Artikel 17.1.1 is niet van toepassing op bouwwerken die weliswaar bestaan op het tijdstip van inwerkingtreding van het plan, maar zijn gebouwd zonder vergunning en in strijd met het daarvoor geldende plan, daaronder begrepen de overgangsbepalingen van dat plan.

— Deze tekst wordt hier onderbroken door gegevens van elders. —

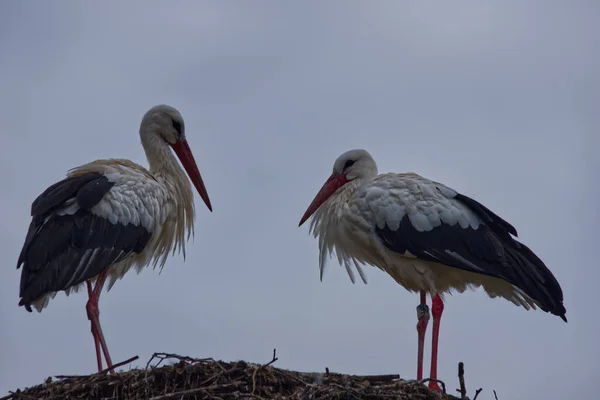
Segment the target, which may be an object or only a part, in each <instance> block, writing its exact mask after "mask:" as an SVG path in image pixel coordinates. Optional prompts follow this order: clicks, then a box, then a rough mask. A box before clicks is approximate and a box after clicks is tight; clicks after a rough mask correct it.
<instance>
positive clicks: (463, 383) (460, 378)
mask: <svg viewBox="0 0 600 400" xmlns="http://www.w3.org/2000/svg"><path fill="white" fill-rule="evenodd" d="M458 382H459V383H460V390H458V392H460V398H461V400H466V398H467V388H466V387H465V364H463V362H462V361H461V362H459V363H458Z"/></svg>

17.2 Overgangsrecht gebruik
17.2.1

Het gebruik van grond en bouwwerken dat bestond op het tijdstip van inwerkingtreding van het TAM-omgevingsplan en hiermee in strijd is, mag worden voortgezet.

17.2.2

Het is verboden het met het TAM-omgevingsplan strijdige gebruik, bedoeld in artikel 17.2.1, te veranderen of te laten veranderen in een ander met dat plan strijdig gebruik, tenzij door deze verandering de afwijking naar aard en omvang wordt verkleind.

17.2.3

Indien het gebruik, bedoeld in artikel 17.2.1, na het tijdstip van inwerkingtreding van het plan voor een periode langer dan een jaar wordt onderbroken, is het verboden dit gebruik daarna te hervatten of te laten hervatten.

17.2.4

Artikel 17.2.1 is niet van toepassing op het gebruik dat reeds in strijd was met het voorheen geldende planologische regime, daaronder begrepen de overgangsbepalingen van dat plan.